A questão do rebatismo também se levanta neste contexto. Um católico romano ainda tem uma relação com o Deus Trino por meio de Jesus Cristo hoje? Esta questão está intimamente relacionada à verdadeira questão da igreja. Se apenas a igreja verdadeira/fiel tem um relacionamento com Deus através de Jesus Cristo, ela não pode reconhecer o batismo de nenhuma outra igreja. Eu acho que essa perspectiva está errada. No A.T. e no N.T, Deus se dirige ao Seu povo com base em Sua reivindicação sobre o mesmo e em suas pretensões, sejam eles fiéis ou não (por exemplo, Ezequiel 23:37-39). Portanto, não parece ser de importância fundamental estabelecer a validade do batismo para saber se a igreja era uma igreja verdadeira fiel ou não, mas se Deus comprometeu a pessoa batizada à obediência da fé por causa da relação de aliança entre a pessoa e Deus, estabelecidos pelo sacramento do batismo.

Em outras palavras, parece ser Deus quem mantém a Sua afirmação sobre eles estabelecida pelo batismo, e isso valida o batismo. A remoção do candelabro (Apocalipse 2:5) de uma igreja desobediente não muda isso. O Senhor tira o Seu Espírito, o que significa que a igreja está morta, mas não sem as obrigações contínuas do pacto. Isso também fica claro a partir das contínuas maldições do pacto em relação àqueles que quebram a aliança. Deus mantém Seus direitos e sanções da aliança enquanto essa igreja existe.

A questão de qual é o poder de ser batizado agora surge. É simplesmente uma questão de estar em comunhão com o Deus Triúno? É uma bênção que coloca o nome de Deus em Seu povo (cf. Nm. 6:27)? O que significa? Nos chama para fazer/ser qualquer coisa?

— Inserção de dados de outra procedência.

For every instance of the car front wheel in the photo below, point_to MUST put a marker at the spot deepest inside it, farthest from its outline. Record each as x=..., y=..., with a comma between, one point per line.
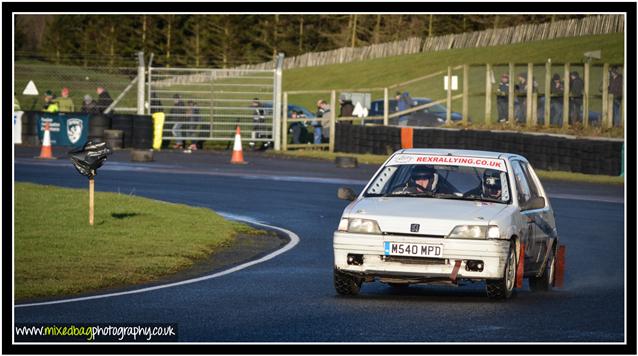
x=503, y=288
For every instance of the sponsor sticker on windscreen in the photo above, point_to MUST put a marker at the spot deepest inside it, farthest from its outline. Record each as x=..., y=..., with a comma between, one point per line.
x=480, y=162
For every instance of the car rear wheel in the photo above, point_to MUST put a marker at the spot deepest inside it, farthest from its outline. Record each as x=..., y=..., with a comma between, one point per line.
x=545, y=281
x=503, y=288
x=346, y=284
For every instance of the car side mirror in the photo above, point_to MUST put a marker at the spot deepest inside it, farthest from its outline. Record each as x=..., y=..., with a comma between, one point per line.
x=534, y=203
x=346, y=194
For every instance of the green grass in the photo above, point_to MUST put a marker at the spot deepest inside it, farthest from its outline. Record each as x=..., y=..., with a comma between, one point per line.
x=380, y=159
x=134, y=240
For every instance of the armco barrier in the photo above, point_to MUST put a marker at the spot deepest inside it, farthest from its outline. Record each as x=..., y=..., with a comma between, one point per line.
x=547, y=152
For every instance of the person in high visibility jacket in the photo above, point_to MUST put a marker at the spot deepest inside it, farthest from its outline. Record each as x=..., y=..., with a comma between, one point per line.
x=65, y=104
x=50, y=105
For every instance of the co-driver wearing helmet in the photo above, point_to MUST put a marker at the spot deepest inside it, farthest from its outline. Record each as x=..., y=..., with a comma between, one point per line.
x=422, y=179
x=492, y=185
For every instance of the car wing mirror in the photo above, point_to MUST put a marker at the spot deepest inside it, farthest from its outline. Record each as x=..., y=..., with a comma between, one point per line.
x=346, y=194
x=534, y=203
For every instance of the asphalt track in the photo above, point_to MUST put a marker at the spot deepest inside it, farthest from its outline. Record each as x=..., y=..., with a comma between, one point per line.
x=290, y=298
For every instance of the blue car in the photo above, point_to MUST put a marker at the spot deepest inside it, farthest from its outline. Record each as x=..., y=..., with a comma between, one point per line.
x=432, y=116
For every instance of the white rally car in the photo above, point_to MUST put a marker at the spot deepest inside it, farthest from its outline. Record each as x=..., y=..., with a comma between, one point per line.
x=449, y=216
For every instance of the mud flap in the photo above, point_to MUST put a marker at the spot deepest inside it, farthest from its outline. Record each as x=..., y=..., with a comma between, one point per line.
x=455, y=270
x=520, y=267
x=559, y=275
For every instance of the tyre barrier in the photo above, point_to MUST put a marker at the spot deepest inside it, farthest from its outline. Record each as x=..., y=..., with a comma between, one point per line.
x=547, y=152
x=141, y=155
x=346, y=162
x=113, y=139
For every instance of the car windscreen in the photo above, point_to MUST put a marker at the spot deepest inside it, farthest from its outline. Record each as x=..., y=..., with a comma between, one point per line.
x=441, y=182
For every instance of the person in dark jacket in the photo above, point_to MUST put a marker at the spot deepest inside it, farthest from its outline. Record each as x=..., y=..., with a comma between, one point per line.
x=576, y=88
x=557, y=90
x=346, y=109
x=404, y=102
x=89, y=106
x=502, y=97
x=104, y=100
x=615, y=88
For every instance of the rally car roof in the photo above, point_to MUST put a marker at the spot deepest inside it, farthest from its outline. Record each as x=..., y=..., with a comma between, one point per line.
x=461, y=153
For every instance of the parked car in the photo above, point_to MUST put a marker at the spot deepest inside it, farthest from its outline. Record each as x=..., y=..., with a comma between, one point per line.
x=432, y=116
x=448, y=216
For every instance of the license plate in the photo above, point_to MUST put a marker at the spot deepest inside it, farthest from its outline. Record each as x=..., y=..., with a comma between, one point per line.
x=409, y=249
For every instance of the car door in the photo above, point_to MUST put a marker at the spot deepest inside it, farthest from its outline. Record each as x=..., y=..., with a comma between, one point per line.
x=529, y=216
x=544, y=224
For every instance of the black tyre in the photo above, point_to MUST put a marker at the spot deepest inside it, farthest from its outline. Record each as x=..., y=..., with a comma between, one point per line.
x=399, y=286
x=544, y=282
x=346, y=284
x=503, y=288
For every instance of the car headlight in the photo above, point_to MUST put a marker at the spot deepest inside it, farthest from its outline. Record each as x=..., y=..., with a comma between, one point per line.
x=475, y=232
x=361, y=226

Em Romanos 4:11-12, a circuncisão era um sinal da justiça que Abraão tinha pela fé e, portanto, deve funcionar como um chamado à fé que justifica. Abraão tornou-se o pai de todos os crentes desde que ele foi o primeiro a receber o sinal da justiça pela fé. O sinal, no entanto, também mostrou o conteúdo dessa fé: a remoção da carne. A fé de Abraão era para ser uma fé em Deus, que um dia condenaria e venceria o pecado na carne; e isto aconteceu no batismo/morte de Cristo. A circuncisão, portanto, chamou Abraão à fé em Cristo (João 8:56).

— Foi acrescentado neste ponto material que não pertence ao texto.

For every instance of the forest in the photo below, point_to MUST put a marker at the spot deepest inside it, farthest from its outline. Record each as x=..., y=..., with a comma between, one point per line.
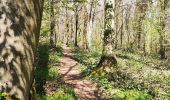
x=84, y=49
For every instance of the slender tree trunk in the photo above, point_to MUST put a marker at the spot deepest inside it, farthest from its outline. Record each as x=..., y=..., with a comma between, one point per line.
x=52, y=25
x=20, y=22
x=76, y=29
x=163, y=4
x=84, y=36
x=90, y=23
x=141, y=13
x=108, y=60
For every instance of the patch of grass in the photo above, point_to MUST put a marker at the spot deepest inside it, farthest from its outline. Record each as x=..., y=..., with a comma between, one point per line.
x=49, y=83
x=139, y=78
x=66, y=94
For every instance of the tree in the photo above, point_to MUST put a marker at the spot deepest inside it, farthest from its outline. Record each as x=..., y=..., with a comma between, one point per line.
x=161, y=30
x=52, y=25
x=108, y=60
x=141, y=7
x=20, y=22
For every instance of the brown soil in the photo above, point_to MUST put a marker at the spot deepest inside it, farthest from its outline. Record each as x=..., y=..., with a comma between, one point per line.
x=69, y=69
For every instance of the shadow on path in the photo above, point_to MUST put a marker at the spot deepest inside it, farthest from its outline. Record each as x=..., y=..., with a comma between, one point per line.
x=69, y=69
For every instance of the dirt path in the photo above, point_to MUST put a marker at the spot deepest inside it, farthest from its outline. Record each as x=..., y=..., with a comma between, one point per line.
x=69, y=69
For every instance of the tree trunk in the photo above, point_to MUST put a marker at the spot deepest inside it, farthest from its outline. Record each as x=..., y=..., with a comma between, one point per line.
x=163, y=5
x=90, y=23
x=76, y=26
x=20, y=22
x=141, y=7
x=53, y=31
x=108, y=58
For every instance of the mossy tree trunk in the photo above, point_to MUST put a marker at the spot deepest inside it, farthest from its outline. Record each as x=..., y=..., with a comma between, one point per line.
x=52, y=25
x=108, y=60
x=20, y=22
x=161, y=30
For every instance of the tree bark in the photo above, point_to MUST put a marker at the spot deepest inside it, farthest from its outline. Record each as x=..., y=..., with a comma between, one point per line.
x=108, y=58
x=20, y=22
x=52, y=25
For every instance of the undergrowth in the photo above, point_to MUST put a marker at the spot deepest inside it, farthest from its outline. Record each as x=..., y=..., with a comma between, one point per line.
x=139, y=77
x=49, y=83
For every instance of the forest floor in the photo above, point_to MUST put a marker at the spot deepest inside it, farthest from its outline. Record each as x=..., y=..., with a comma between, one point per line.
x=65, y=74
x=70, y=70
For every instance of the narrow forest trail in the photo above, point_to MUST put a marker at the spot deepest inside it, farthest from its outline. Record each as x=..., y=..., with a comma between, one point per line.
x=69, y=69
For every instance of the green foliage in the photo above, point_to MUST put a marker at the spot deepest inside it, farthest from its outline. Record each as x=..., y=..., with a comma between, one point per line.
x=135, y=79
x=3, y=96
x=66, y=94
x=48, y=78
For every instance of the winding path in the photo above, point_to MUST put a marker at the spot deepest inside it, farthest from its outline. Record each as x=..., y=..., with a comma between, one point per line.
x=69, y=69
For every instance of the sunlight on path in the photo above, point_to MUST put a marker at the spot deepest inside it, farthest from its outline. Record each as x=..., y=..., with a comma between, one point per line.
x=69, y=69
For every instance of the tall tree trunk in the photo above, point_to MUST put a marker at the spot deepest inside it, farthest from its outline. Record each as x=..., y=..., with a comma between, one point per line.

Podemos dizer que Jesus recebeu Seu batismo como sinal de sua justiça pela fé? Sim, mas não sem qualificação. Podemos dizer que Jesus teve que viver pela fé como parte de sua participação no estado humano (cf. Hb. 5:7-9). Esse foi um elemento da obediência que Ele deveria ter como homem. Contudo, Ele não foi justificado como quem outrora tendo sido ímpios (Rm. 4:5), como nós somos. Ele foi justificado porque Ele era sem pecado. Ele viveu em perfeita fé, e assim a morte não teve controle sobre Ele. A parte da ressurreição do Seu batismo prova a Sua justiça (e a suficiência do Seu sacrifício por nós [Rm. 4:25]). Era a prova de que Jesus era justo pela fé em Deus (cf. Hb. 9:14; 5:7-9). Portanto, aqueles que são batizados em Cristo recebem o sinal da justiça pela fé o qual Ele recebeu, são chamados à fé. Não somente à fé perfeita de Jesus, nosso Senhor, mas à fé em Jesus Cristo. Em comparação com Abraão, há uma escalada, pois Israel não foi chamado à fé em Abraão, mas à mesma fé a qual Abraão teve em Cristo.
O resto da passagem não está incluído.